There was another club that met more often, a floating seminar that gathered late at night in Clinton's rooms on Helen's Court, or over at Reich's on the other side of Univ in the modern Goodhart Building, or across the street at Frank Aller's place at Queen's College, or over at the Taj Mahal, a cheap Indian restaurant near Balliol College favored by Rick Stearns, who challenged the cooks to find a dish too hot for his palate. This club had no name and a flexible membership of Rhodes Scholars and friends. They would sit in the corner of the restaurant or in the shadows of their rooms, slumped on the floor, leaning against beds, warmed by a heater and some wine, and talk politics for hours.
The floating
seminar, thought Univ politics don Maurice Shock, “introduced Clinton to a central thing—that politics consists of making use of people you can trust who really are very clever.” The topics ranged widely, from the Soviet invasion of Czechoslovakia to the sorry state of American politics to the ideology of Mao Zedong to the British influence in nineteenth-century Crimea, but always, weaving in and out of the conversation, came their feelings about a war they hated and a draft they did not want to face. They were all “
quite fanatically
political,” thought Doug Paschal, and none more so than Clinton, who came to the discussions “with his antennae absolutely alerted and trained.”
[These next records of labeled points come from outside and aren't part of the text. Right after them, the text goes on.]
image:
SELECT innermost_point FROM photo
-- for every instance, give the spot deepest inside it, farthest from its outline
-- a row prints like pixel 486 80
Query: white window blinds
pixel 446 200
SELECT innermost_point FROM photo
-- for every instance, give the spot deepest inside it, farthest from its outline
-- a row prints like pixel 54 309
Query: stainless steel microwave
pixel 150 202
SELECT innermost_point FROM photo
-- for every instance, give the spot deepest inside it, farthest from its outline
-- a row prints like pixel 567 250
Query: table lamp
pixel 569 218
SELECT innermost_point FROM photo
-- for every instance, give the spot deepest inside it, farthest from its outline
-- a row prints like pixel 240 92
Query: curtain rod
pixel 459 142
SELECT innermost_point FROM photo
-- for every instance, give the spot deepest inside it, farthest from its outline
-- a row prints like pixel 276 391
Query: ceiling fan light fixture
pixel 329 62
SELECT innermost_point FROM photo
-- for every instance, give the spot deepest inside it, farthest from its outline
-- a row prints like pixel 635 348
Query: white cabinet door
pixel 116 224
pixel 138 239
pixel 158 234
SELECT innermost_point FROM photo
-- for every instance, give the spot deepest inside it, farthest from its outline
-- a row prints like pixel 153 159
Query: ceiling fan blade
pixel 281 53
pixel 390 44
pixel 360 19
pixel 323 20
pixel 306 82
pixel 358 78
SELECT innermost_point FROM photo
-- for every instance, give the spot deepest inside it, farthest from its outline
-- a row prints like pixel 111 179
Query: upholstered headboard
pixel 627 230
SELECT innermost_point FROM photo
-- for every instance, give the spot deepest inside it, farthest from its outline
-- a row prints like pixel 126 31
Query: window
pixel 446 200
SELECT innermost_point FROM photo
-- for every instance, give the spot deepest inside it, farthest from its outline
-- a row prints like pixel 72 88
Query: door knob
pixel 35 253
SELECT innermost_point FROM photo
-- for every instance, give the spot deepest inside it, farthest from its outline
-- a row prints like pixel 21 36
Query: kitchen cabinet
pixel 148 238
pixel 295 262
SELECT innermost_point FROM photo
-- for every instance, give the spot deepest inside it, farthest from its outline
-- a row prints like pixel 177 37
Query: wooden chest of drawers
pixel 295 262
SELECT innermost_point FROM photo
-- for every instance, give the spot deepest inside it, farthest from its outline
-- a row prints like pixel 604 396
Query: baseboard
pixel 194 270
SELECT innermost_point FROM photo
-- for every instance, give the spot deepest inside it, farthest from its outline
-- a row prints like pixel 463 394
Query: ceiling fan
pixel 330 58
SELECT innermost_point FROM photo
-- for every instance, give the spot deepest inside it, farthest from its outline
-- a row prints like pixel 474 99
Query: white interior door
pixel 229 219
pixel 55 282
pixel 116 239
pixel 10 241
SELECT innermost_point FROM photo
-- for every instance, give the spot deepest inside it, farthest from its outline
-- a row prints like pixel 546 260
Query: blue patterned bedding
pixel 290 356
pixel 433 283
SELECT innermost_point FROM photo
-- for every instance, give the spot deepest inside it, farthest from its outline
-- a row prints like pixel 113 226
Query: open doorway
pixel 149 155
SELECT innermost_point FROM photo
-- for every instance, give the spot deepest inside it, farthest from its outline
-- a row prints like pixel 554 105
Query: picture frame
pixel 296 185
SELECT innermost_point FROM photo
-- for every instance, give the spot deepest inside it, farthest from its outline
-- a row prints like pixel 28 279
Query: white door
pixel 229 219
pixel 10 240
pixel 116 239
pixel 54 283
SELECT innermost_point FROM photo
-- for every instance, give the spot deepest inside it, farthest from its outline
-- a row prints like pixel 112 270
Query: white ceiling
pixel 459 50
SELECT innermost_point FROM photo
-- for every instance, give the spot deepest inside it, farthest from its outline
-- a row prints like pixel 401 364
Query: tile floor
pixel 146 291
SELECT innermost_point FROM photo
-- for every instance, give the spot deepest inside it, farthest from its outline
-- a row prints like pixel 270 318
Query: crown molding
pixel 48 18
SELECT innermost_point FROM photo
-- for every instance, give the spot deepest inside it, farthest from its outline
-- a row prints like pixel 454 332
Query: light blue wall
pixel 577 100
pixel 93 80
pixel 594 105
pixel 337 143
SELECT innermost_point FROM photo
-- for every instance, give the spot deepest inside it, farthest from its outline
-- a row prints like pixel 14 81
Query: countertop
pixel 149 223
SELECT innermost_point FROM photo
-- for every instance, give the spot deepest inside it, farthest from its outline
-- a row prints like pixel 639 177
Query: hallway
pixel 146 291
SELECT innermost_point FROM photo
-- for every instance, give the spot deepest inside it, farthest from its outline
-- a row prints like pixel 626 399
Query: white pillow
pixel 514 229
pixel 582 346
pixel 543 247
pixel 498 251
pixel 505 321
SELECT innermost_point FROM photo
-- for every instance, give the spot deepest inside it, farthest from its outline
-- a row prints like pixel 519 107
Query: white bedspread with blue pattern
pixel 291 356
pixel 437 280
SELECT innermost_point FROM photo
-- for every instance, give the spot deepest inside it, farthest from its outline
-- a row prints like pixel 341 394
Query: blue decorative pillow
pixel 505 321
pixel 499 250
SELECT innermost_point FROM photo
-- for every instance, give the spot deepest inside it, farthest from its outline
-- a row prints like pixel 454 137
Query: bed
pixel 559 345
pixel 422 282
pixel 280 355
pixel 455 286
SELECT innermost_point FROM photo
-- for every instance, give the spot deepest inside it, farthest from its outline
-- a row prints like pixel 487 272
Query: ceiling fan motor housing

But Clinton could never cast himself in only one role. He could play the expatriate at night with his American friends, yet move from there to an entirely different level of discourse as he befriended the ultimate source of power at Univ—Douglas, the college porter who had greeted the four Americans on arrival with such disdain. Douglas was a hardliner on the war and most everything else.
He intimidated
everyone, even the master and fellows at the college, whom he might order to get a haircut or tell to go to hell. Wilf Stevenson considered Douglas “a true martinet, an old-school guy. He was terrifying. His stern upbraiding shot like a bullet through you. But he was the guy who ran the college and he knew everything.” He knew, for instance, where to get formal attire or contraceptives and what rooms were available for guests. But it took some nerve to ask him about such matters. The first year, noted Nick Browne, “he might ignore you completely. The second year he might start talking to you.
Douglas was a classic of his time, the old staff sergeant. He had a way of seeing through people.” John Isaacson, after experiencing Douglas's hazing on the day they arrived, decided that befriending the porter was not on his must-do list. “I checked him out for thirty seconds and decided it was too much for me. I said the hell with it. I wasn't capable of dealing with him.”